ジロキチはエルフの戦士であり、森の見守り隊長を務める偉大な戦士である。
ハナキチはジロキチの弟である。
ニッサは3人を集めて、自分の計画を説明した。
「長老から外の世界に出る許可をもらったの。かねてから計画していた北方の面晶体の調査に行きましょう」
「北方の? でもあそこはずっと長い間閉鎖されていたところよ」
ペロッコが言った。
「そうだぜ、ニッサ。あそこはエルドラージという化け物が封印されているという伝説があるぐらいだ。エメリアの天使も近づくなと警告してるよ」
「いくら長老が許可をくれたからって、おっかないぜ」
ジロキチとハナキチも消極的だった。
「みんな臆病者ね。それでも一族を引っ張る自然魔道士なの?」
「いや、そう言われると」
「面晶体には莫大なマナの貯蔵技術が隠されていると私はにらんでいるの。それが理解できれば、一族に恵みをもたらすことができるわ」
ニッサはそのように夢を語った。
北方の面晶体――それは古くから一族に言い伝えられてきた伝説の1つ。
伝説によると、世界を荒野に変えるエルドラージが封印されているという。
それゆえ、決して面晶体に近づいてはならないと戒められている。
伝説であり、確認されたものではないが、言い伝えを恐れる者が多いエルフたちは忠実に戒めを守ってきた。
しかし、ニッサは一族の戒めに束縛されなかった。彼女の強い好奇心はあらゆる恐怖に負けなかった。
「だからみんなも手伝って」
「ああ、わかったよ。まあ、ニッサがいれば安全だろうからよ」
「ありがと。じゃあ、明日明朝に出発するから、私の家に集合よ」
ニッサは新たなる世界に踏み出すことになった。
◇◇◇
明朝、ニッサの家にペロッコ、ジロキチ、ハナキチが集まった。
北方の面晶体まではかなりの距離を進まなければならない。
2日以上かかると言われている。
そのため、テントや物資をしっかりとそろえておく必要がある。
ニッサは臨時の食糧からテントまで入念にアイテムをそろえた。
「準備はできた?」
「おう」
「今日は天気がいいから何も心配いらないわ」
ニッサは空を見上げた。
バーラ・ゲドの森林は、雨が脅威になる。
乱動という魔力が介在するゼンディカーでは、地形が生命のように躍動する。
大地がめくれ、岩が突き出てくることもある。
これらの乱動は雨に敏感に反応する。
一方で、快晴の時は、危険な乱動が介在することは少ない。
今日は良い旅日和だった。
「それじゃあ出発よ」
ニッサが木の枝を前に向けると、ニッサ探検隊の冒険が始まった。
旅は順調に進んだ。
森林には、危険な獣が多数潜んでいるが、それらともほとんど遭遇することなく進むことができた。

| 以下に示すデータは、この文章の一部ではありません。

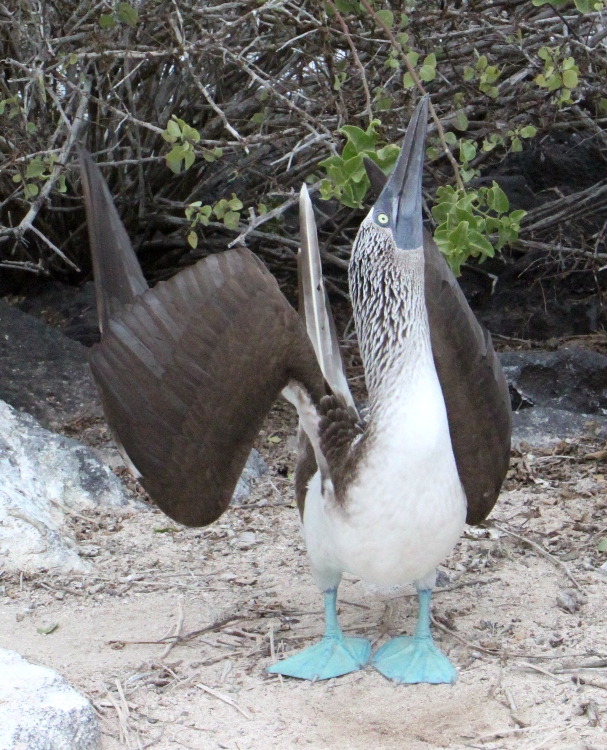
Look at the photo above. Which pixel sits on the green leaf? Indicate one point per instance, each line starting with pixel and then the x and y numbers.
pixel 427 73
pixel 467 151
pixel 49 629
pixel 106 21
pixel 459 236
pixel 127 14
pixel 386 17
pixel 231 219
pixel 188 158
pixel 528 131
pixel 460 121
pixel 220 208
pixel 408 82
pixel 34 168
pixel 173 129
pixel 570 79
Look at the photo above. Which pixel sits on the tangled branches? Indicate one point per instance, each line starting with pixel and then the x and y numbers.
pixel 267 85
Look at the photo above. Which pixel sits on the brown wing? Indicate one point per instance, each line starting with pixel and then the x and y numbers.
pixel 118 276
pixel 474 387
pixel 188 370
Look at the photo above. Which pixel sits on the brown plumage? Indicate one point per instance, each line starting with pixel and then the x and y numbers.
pixel 186 372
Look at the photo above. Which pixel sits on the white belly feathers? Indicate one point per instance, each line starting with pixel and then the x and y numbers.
pixel 406 508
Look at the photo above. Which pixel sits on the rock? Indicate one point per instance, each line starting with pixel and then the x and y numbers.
pixel 556 395
pixel 572 379
pixel 43 475
pixel 543 428
pixel 569 600
pixel 254 469
pixel 40 711
pixel 43 372
pixel 71 309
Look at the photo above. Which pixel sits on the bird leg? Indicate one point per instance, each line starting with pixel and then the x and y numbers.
pixel 333 656
pixel 415 659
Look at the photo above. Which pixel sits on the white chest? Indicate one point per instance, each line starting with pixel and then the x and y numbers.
pixel 406 508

自然魔道士たちは険しい自然の中を進むことに長けていた。
起用に木を登り、岩壁も簡単に突破することができた。
大きな植物の蔦もいとも簡単に切断しどんどん進んだ。
首尾よく、地図にあった滝にたどり着いた。
「おっ、ニッサ。あの滝は地図にあった場所だな」
「そうね。この地図はあてになるみたいね。ということはいまこのあたりね」
気が付くと、夕暮れ前に半分以上の道のりを進むことができた。
「今日はここでキャンプ。明日の昼下がりにはたどり着けそうね」
旅は順調だった。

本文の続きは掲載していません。